Even shit could go wrong in a utopia.
QSH still needs to conquer the heat death of the universe for example.
Aliens could attack the earth.
I mean this is a very humanity-centered system. We know that there are life in other planets. Is Earth the only life that matter here? Are you telling me that there's a bubble around earth where multiple timelines are pruned and unpruned while the rest of the universe continues as normal? If one observes earth from the space would they see multiple earths popping and erasing from existence?
it's not real, calm down
かん汗ぎゅう牛じゅう充とう棟
Expresses the exceeding size of one's library.
Books are extremely many, loaded on an oxcart the ox will sweat.
At home piled to the ridgepole of the house, from this meaning.
Read out as 「Ushi ni ase shi, munagi ni mitsu.」
Source: 柳宗元「其為書,處則充棟宇,出則汗牛馬。
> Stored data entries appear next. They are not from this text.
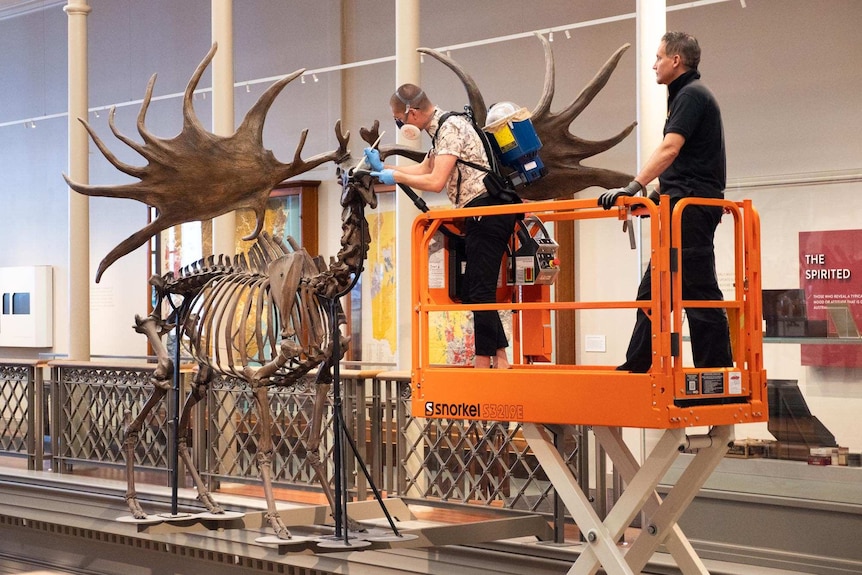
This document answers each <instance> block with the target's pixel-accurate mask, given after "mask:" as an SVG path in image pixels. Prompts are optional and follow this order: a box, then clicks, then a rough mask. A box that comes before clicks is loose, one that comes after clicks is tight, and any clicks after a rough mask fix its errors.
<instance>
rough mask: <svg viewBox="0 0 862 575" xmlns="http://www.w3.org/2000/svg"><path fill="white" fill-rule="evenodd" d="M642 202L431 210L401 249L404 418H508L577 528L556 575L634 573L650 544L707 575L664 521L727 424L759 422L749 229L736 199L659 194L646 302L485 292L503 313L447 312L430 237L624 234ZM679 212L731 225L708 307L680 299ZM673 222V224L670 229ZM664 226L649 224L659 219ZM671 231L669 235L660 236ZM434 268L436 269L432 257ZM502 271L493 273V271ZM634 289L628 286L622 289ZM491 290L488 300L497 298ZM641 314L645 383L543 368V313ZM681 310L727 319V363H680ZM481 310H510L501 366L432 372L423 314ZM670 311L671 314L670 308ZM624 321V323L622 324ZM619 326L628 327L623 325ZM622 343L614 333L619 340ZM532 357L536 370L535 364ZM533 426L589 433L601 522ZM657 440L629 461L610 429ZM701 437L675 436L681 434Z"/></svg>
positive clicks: (675, 528)
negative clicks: (716, 299)
mask: <svg viewBox="0 0 862 575" xmlns="http://www.w3.org/2000/svg"><path fill="white" fill-rule="evenodd" d="M640 202H643V199H640V201H638V200H637V199H635V198H627V197H624V198H622V199H621V200H619V201H618V203H617V206H616V207H614V208H612V209H611V210H608V211H605V210H603V209H601V208H599V207H597V206H596V200H595V199H585V200H565V201H548V202H534V203H529V204H520V205H508V206H493V207H482V208H470V209H460V210H453V209H447V210H432V211H429V212H426V213H424V214H422V215H420V216H419V217H417V218H416V220H415V222H414V225H413V238H412V252H413V253H412V257H413V259H412V261H413V270H412V275H413V277H412V295H413V302H414V309H413V334H412V335H413V369H412V374H411V379H412V398H413V401H412V411H413V415H414V416H417V417H438V418H455V419H471V420H496V421H517V422H520V423H522V433H523V436H524V438H525V439H526V441H527V442H528V444H529V445H530V447H531V449H532V451H533V453H534V455H535V456H536V457H537V459H538V460H539V462H540V463H541V465H542V467H543V469H544V471H545V472H546V473H547V475H548V478H549V479H550V480H551V482H552V484H553V485H554V488H555V489H556V491H557V493H558V495H559V496H560V497H561V499H562V501H563V503H564V504H565V506H566V508H567V509H568V511H569V512H570V513H571V515H572V517H573V518H574V520H575V522H576V524H577V525H578V527H579V528H580V530H581V533H582V534H583V536H584V538H585V539H586V544H585V547H584V550H583V552H582V553H581V554H580V556H579V557H578V560H577V561H576V562H575V564H574V566H573V567H572V569H571V571H570V573H594V572H595V571H596V570H597V569H598V568H599V567H600V566H601V567H603V568H604V569H605V571H606V572H607V573H608V574H609V575H617V574H631V573H640V572H641V570H642V569H643V568H644V567H645V565H646V563H647V561H648V560H649V559H650V557H651V556H652V554H653V552H655V550H656V549H657V548H658V546H659V545H662V544H663V545H665V547H666V548H667V550H668V551H669V552H670V553H671V555H672V556H673V557H674V559H675V560H676V562H677V564H678V566H679V568H680V570H681V571H682V573H684V574H689V573H698V574H705V573H708V571H707V570H706V567H705V566H704V565H703V563H702V562H701V560H700V559H699V558H698V556H697V554H696V553H695V551H694V550H693V548H692V547H691V545H690V544H689V543H688V541H687V540H686V538H685V536H684V535H683V534H682V532H681V530H680V529H679V527H678V525H677V520H678V519H679V517H680V516H682V514H683V512H684V511H685V509H686V507H687V506H688V504H689V503H690V502H691V501H692V499H693V498H694V496H695V495H696V494H697V492H698V490H699V489H700V488H701V487H702V486H703V484H704V482H705V481H706V480H707V478H708V477H709V476H710V474H711V473H712V472H713V470H714V469H715V467H716V466H717V465H718V464H719V462H720V461H721V459H722V457H724V455H725V453H726V452H727V450H728V448H729V447H730V446H731V445H732V443H733V438H734V431H733V430H734V426H735V425H736V424H742V423H753V422H763V421H766V420H767V417H768V414H767V397H766V373H765V371H764V369H763V357H762V347H763V342H762V338H763V332H762V311H761V300H760V294H761V291H760V290H761V282H760V221H759V216H758V214H757V212H756V210H755V209H754V208H753V206H752V204H751V201H750V200H744V201H741V202H733V201H729V200H713V199H703V198H688V199H684V200H682V201H680V202H678V204H677V205H676V207H675V209H674V211H673V213H671V211H670V202H669V201H668V200H667V198H666V197H664V196H663V197H662V201H661V203H660V205H658V206H656V205H653V204H651V203H648V205H647V206H646V209H647V210H648V211H649V216H650V217H649V219H648V220H644V221H645V222H649V224H648V228H649V234H650V250H651V252H650V256H651V265H652V266H653V267H652V293H653V299H651V300H647V301H589V302H578V301H551V299H552V298H551V290H550V287H549V286H546V285H545V286H538V285H533V286H527V287H524V288H522V289H512V288H509V289H508V290H507V289H506V288H505V287H504V288H503V289H502V290H500V291H498V295H503V296H505V298H498V301H504V300H505V301H504V303H498V304H484V305H471V306H466V305H461V304H459V303H457V302H456V301H453V299H452V298H451V297H450V291H449V289H448V286H446V285H443V284H445V281H444V282H442V283H441V278H449V277H451V276H450V272H451V271H453V270H449V269H446V270H444V271H443V272H442V273H441V270H439V269H436V268H435V267H434V266H432V265H429V262H430V261H431V254H432V252H434V251H436V250H437V249H438V248H437V245H438V242H439V241H440V234H439V233H438V232H440V231H441V227H442V226H451V225H453V224H455V225H456V224H457V223H458V221H459V220H462V219H463V218H465V217H468V216H483V215H490V214H498V213H520V212H524V211H525V210H527V211H528V213H529V214H530V215H531V216H535V218H538V220H539V221H541V222H543V223H545V224H547V223H549V222H562V221H567V220H574V221H578V222H582V223H581V224H579V225H581V226H584V225H588V224H589V221H591V220H593V221H594V220H598V219H602V218H616V219H619V220H623V221H628V224H629V225H631V219H632V209H633V207H634V206H635V205H636V204H638V203H640ZM692 204H701V205H712V206H721V207H723V208H724V210H725V219H727V216H728V215H730V216H732V218H733V242H734V248H733V254H734V264H733V265H734V270H733V274H734V281H733V285H734V293H733V294H732V297H730V296H729V294H725V295H726V297H728V299H726V300H722V301H687V300H682V299H681V294H682V275H681V273H680V272H682V273H684V270H680V269H679V266H680V264H679V263H678V262H677V261H676V260H677V258H676V254H679V253H680V249H679V248H680V245H681V237H680V230H681V226H680V218H681V215H682V212H683V210H684V209H686V207H688V206H691V205H692ZM671 218H673V220H671ZM671 221H672V225H671V226H670V227H668V226H667V225H662V222H671ZM671 229H672V230H673V234H671ZM442 265H444V266H450V265H452V264H450V263H449V260H448V258H443V264H442ZM504 265H505V264H504ZM634 291H635V286H632V292H634ZM501 292H502V293H501ZM638 307H643V308H644V309H646V310H647V311H648V312H649V313H650V314H651V317H652V318H653V321H652V341H653V347H652V350H653V364H652V367H651V369H650V370H649V372H648V373H642V374H640V373H629V372H621V371H616V370H615V369H614V366H608V365H560V364H557V363H552V362H551V361H550V359H551V354H550V353H549V352H550V349H549V348H550V341H551V333H550V330H551V328H550V325H551V313H552V312H555V311H559V310H576V311H585V310H604V309H615V308H631V309H632V310H634V309H636V308H638ZM686 307H720V308H725V309H726V310H727V314H728V319H729V322H730V331H731V341H732V346H733V358H734V366H733V367H729V368H695V367H686V366H684V365H683V357H682V351H681V350H682V346H683V341H682V340H683V337H682V333H683V330H682V313H681V310H683V309H684V308H686ZM465 309H494V310H511V311H512V312H513V340H514V341H513V342H512V345H513V350H514V355H515V357H514V361H513V363H512V369H509V370H494V369H476V368H473V367H471V366H451V365H439V364H432V363H431V362H430V350H429V343H430V338H429V328H430V325H431V321H430V316H431V314H434V313H436V312H444V311H453V310H465ZM677 310H678V311H677ZM632 315H634V314H632ZM626 325H627V326H630V324H626ZM626 329H630V327H627V328H626ZM627 334H628V332H627ZM536 358H539V359H540V361H537V360H536ZM545 424H555V425H587V426H591V427H592V429H593V432H594V434H595V438H596V441H597V443H598V444H600V445H601V447H603V448H604V449H605V451H606V453H607V455H608V456H609V457H610V459H611V460H612V462H613V464H614V466H615V469H617V470H618V471H619V473H620V476H621V477H622V479H623V481H624V482H625V484H626V488H625V490H624V492H623V493H622V495H621V496H620V497H619V499H618V500H617V502H616V504H615V505H614V507H613V509H612V510H611V511H610V512H609V513H608V515H607V516H606V517H605V518H604V520H602V519H601V518H600V517H599V516H598V515H597V513H596V512H595V510H594V509H593V507H592V505H591V503H590V501H589V498H588V497H587V494H585V493H584V492H583V491H582V489H581V487H580V486H579V484H578V482H577V481H576V479H575V478H574V477H573V476H572V474H571V472H570V471H569V469H568V467H567V466H566V464H565V462H564V461H563V460H562V458H561V457H560V455H559V453H558V452H557V449H556V448H555V447H554V444H553V438H552V436H551V435H550V433H549V432H548V431H547V430H546V429H545V426H544V425H545ZM623 427H629V428H651V429H658V430H663V432H662V434H661V438H660V439H659V441H658V443H657V444H656V446H655V447H654V449H653V450H652V452H651V453H650V454H649V455H648V456H647V457H646V459H645V460H644V462H643V463H642V464H639V463H638V462H637V460H636V458H635V457H634V456H633V454H632V453H631V451H630V450H629V449H628V447H627V446H626V444H625V443H624V441H623V439H622V433H621V429H620V428H623ZM694 427H707V428H708V432H707V433H702V434H688V433H687V432H688V431H695V430H692V429H689V428H694ZM686 449H694V450H696V455H695V456H694V457H693V458H692V460H691V461H690V463H689V464H688V466H687V467H686V468H685V470H684V471H683V473H682V475H681V476H680V477H679V479H678V481H677V483H676V484H675V486H674V487H673V488H672V489H671V491H670V492H669V493H667V495H666V496H665V497H664V498H661V497H659V495H658V494H657V492H656V487H657V485H658V483H659V481H660V480H661V479H662V477H663V476H664V475H665V473H666V472H667V471H668V470H669V469H670V467H671V465H672V464H673V462H674V461H675V459H676V458H677V457H678V456H679V454H680V453H681V452H682V451H684V450H686ZM641 511H643V512H644V513H645V516H646V518H647V521H646V524H645V525H644V526H643V529H642V532H641V535H640V536H639V537H638V538H637V539H636V540H635V542H634V543H633V544H632V545H631V546H630V547H628V549H623V548H621V547H619V546H618V545H617V541H619V539H620V537H621V536H622V534H623V533H624V531H625V529H626V527H627V526H628V525H630V524H631V521H632V520H633V518H634V517H635V516H636V515H637V514H638V513H640V512H641Z"/></svg>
」— Tang Dynasty
So far the system does seem completely restricted to the solar system, Extella even says that it wouldn't have enough energy to survive long without pruning. Not Earth or the universe, the solar system.
I think Mizukume has talked about the concept of a universe of awareness before, relating to this.
Basically it seems like this is all restricted to the Human Order and aliens may or may not have their own systems.
I wonder, if humanity ever reached the Age of Will and took to the stars, would its universe start to conflict with other's?
Last edited by pinetree; December 13th, 2018 at 12:19 PM.
Nasu's Earth-centered worldbuilding does not stand up to scrutiny, more news at 11.
For fun and no profit, go through all the instances using the word "World" in official material and figure out which ones of them talk about the Earth, which ones talk about a specific layer of reality overlaid on it, and which ones talk about something completely different.
shit BL says
Once and always and nevermore.
No.
And the issue arises from the fact that the system favors continuation of timelines in the form of divergence. A utopia might change slightly over the course of its time, but when everything is perfect there's not enough change that's possible for it to be able to spawn enough timelines from itself, and so it's not worth keeping up in favor of other timelines which can do that. Whether you can make small-scale changes to what your "perfect" entails is pretty irrelevant.